I recently bought a house.
Apparently, that’s one of the top 10 most stressful events in life. Why? Because of all the decisions.
And those decisions don’t have straightforward ‘yes’ or ‘no’ answers. There are so many variables. The thing is, you need a lot of data to make the best house investment. And that data needs context, because a change in one factor can alter all the other options.
The estate agent’s beautiful photos of a house give no context. You need to see the street to know if you’d like to live there. Even the Google street view can look deceptively nice when the sun’s out. And the estate agent would probably never tell you that the pretty park behind the house fills with loud teenagers after school hours, but an after-school-hours viewing can show you that. Or you might not know that there is a new development at the bottom of your road so lorries will be rumbling past all day, unless you drive around the area and spot the construction site.
Context is crucial. And it’s no different for business data.
Without context attached to your data visualizations, you simply can’t make the best business decisions.
It’s the one ingredient too many analysts forget.
Why Your Data Visualizations Are Not Helping Anyone
It’s amazing how often you can see misleading data visualizations, not the sort that’s deliberately trying to skew your perspective, but the sort that compares absolute numbers, omitting the context. In those cases, adding extra relevant data or annotations would tell a very different story.

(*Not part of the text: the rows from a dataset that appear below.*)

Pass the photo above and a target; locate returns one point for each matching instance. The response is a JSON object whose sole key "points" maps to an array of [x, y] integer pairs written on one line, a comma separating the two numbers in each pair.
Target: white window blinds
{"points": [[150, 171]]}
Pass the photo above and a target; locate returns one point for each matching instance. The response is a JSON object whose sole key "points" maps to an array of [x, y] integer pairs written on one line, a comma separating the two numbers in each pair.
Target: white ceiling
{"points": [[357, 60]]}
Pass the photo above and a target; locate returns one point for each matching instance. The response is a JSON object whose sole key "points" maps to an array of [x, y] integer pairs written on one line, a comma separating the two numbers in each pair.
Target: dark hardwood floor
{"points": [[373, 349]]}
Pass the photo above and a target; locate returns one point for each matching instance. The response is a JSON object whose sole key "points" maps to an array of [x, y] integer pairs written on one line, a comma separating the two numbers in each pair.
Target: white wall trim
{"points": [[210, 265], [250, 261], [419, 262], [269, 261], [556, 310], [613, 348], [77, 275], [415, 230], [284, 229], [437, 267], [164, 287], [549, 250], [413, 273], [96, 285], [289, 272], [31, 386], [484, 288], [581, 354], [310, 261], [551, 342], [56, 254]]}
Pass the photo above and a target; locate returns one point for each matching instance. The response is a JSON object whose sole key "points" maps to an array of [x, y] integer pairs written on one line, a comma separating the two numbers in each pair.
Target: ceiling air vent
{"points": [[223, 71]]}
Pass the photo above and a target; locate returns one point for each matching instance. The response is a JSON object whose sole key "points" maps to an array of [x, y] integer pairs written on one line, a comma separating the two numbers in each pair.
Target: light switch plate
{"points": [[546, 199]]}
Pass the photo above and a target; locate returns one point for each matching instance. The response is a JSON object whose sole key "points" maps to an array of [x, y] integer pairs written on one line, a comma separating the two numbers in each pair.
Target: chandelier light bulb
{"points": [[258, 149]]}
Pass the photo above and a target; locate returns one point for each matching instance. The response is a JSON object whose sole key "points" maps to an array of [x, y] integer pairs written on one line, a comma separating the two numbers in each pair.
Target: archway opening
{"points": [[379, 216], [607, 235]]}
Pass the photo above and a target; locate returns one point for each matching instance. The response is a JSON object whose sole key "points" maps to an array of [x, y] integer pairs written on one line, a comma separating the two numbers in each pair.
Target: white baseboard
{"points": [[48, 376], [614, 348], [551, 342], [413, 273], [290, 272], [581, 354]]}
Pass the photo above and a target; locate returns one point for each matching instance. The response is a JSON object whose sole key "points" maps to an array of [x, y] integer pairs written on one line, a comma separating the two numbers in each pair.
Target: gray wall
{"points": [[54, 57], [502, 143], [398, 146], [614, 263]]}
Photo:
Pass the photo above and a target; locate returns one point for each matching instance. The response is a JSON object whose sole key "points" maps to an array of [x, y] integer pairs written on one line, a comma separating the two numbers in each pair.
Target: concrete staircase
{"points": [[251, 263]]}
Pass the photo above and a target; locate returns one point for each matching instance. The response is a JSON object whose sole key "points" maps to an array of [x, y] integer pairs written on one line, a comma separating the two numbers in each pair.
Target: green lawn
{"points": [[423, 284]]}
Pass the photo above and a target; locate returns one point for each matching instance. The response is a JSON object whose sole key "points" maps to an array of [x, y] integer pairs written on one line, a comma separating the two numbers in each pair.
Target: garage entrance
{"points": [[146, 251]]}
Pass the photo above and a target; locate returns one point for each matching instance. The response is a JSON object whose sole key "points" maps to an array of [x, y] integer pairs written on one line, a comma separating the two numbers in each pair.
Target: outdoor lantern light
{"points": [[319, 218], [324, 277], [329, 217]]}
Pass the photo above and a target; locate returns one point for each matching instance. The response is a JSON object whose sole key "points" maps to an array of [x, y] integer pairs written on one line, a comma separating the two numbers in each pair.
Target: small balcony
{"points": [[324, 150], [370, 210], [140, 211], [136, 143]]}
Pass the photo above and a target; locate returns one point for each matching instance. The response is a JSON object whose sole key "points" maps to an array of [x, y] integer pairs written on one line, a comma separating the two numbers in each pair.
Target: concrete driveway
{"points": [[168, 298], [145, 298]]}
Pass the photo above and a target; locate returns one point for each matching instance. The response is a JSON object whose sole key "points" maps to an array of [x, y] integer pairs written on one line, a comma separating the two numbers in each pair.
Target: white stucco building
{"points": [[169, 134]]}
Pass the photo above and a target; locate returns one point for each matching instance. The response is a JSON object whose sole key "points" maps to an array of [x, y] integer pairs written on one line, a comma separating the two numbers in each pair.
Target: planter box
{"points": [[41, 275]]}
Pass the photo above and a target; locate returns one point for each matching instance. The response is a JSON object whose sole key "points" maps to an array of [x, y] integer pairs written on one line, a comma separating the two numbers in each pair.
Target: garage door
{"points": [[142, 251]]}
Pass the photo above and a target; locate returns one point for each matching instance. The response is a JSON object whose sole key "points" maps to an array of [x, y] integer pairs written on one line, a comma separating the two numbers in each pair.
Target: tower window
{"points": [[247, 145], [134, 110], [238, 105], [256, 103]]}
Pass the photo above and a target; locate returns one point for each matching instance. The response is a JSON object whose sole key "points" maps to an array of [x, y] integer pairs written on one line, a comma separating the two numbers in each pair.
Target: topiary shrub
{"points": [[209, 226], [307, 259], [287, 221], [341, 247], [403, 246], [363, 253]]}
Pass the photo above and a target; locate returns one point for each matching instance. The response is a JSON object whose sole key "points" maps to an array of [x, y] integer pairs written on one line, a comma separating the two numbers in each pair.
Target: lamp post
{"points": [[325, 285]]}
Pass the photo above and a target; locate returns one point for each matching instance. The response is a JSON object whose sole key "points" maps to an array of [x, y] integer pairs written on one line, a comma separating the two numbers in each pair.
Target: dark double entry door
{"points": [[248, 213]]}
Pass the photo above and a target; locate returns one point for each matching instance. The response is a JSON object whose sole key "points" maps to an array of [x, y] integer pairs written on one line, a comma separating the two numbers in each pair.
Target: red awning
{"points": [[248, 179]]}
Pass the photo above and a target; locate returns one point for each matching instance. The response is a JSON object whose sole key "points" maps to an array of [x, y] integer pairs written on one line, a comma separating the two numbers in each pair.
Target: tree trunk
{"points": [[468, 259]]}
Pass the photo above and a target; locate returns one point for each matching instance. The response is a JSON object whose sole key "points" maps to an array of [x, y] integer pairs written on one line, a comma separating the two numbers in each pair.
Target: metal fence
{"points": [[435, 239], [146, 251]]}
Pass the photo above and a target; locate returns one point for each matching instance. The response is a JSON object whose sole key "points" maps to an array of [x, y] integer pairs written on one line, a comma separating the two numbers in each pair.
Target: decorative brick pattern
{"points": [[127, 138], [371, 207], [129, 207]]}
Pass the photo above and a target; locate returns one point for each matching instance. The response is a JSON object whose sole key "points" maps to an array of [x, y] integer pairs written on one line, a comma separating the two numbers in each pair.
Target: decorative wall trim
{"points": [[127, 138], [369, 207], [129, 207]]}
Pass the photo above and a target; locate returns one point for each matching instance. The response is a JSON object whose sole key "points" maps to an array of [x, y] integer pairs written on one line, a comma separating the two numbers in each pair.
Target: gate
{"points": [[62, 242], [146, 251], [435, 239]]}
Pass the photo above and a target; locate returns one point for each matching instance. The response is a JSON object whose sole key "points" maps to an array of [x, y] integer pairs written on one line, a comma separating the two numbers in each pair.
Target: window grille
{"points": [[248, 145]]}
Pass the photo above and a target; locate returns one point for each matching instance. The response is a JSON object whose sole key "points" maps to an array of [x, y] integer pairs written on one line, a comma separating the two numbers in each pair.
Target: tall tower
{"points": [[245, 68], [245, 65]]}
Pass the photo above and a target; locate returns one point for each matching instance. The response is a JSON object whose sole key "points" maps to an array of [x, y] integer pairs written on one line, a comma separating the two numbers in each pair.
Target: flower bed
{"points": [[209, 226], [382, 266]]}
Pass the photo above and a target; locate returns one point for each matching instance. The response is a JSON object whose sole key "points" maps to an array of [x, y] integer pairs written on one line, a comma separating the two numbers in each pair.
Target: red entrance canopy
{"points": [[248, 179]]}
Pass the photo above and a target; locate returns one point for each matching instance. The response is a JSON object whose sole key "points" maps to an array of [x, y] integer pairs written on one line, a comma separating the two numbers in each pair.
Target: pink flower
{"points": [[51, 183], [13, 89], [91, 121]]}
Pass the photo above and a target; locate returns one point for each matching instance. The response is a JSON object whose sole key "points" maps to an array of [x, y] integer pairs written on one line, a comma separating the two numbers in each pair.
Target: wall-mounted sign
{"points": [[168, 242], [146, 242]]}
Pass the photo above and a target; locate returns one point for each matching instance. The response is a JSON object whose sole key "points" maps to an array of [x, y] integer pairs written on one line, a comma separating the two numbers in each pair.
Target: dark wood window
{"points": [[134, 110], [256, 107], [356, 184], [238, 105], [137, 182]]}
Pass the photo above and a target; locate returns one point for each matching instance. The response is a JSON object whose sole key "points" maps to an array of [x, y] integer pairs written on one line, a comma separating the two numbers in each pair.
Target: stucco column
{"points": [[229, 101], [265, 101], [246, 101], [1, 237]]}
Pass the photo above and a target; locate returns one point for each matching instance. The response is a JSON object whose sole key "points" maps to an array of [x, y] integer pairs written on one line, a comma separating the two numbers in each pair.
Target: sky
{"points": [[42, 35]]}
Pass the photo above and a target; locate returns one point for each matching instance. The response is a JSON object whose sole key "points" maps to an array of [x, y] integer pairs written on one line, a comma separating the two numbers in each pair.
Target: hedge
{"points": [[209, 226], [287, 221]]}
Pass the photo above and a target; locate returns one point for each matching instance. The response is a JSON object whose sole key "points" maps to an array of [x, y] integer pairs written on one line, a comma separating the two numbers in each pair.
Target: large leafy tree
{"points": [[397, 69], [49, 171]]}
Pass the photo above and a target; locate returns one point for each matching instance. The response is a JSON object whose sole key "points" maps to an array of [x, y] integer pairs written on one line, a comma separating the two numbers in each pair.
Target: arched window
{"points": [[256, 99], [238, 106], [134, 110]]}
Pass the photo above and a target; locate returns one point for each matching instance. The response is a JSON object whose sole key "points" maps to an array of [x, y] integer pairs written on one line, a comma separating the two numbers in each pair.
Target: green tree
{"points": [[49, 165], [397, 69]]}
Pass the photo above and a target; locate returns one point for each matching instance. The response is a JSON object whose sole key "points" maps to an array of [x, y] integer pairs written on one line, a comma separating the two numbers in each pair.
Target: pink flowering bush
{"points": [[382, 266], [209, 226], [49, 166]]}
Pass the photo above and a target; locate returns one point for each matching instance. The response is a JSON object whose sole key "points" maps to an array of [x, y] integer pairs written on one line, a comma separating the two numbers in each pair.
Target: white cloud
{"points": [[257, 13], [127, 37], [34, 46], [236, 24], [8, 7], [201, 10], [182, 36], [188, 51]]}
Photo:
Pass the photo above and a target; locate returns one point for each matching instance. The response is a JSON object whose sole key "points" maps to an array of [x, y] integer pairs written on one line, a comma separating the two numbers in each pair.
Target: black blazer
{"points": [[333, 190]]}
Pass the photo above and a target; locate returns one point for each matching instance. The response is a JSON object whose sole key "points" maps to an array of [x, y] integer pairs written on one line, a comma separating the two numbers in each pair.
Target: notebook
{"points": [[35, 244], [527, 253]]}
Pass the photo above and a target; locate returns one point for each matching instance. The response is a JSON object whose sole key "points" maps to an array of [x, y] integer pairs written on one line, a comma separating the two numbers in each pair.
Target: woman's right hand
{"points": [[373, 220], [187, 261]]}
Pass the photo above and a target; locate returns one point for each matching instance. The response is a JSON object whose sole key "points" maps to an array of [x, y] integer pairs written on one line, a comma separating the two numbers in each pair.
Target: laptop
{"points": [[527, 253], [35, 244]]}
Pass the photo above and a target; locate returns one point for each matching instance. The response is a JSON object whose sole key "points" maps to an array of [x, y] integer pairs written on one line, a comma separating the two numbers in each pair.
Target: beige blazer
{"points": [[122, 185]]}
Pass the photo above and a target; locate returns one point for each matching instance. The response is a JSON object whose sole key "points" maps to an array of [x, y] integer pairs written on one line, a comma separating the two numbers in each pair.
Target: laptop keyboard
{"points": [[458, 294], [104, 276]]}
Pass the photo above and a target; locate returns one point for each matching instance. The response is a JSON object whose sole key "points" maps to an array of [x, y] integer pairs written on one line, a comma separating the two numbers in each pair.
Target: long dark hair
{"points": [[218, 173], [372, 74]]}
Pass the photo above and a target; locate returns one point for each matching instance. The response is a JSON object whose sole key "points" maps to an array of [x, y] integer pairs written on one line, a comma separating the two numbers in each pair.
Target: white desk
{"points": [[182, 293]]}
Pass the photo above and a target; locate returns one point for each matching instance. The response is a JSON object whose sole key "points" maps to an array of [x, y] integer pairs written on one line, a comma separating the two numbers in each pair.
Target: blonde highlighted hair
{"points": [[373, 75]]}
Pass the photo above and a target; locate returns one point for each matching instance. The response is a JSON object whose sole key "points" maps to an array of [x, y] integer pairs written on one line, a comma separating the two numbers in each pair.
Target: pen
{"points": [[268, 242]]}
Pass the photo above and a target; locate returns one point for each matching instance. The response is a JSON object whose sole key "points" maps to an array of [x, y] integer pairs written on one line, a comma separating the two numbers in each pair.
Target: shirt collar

Take this example. This map of crime at New York subway stations is carefully annotated with the number of felonies, the time period covered, how they measured details and more.
By the look of it, I would consider avoiding Times Square, 14th St-Union Square and 125th Street – the ones with the largest red circles showing the highest number of crimes.
Now, take a look at the next map below. It uses exactly the same data set as the map above. But this time, the filter (at the top of the image) has been switched to show the number of crimes per 100,000 trips through the station. Would seeing this second map change your mind about which stations should be avoided? It changes my mind. The ones I thought were particularly dangerous, are now seen to be some of the safest. Though I’d still keep an eye out at 125th Street and put East 143rd Street-St Mary’s Street on my watch list.
The context that was missing in map one was the station’s usage – how many trips were made through each station. More people means more opportunity for crime. So of course, the busiest stations have the largest total number of crimes. But when those crimes are measured per 100,000 people, the story changes.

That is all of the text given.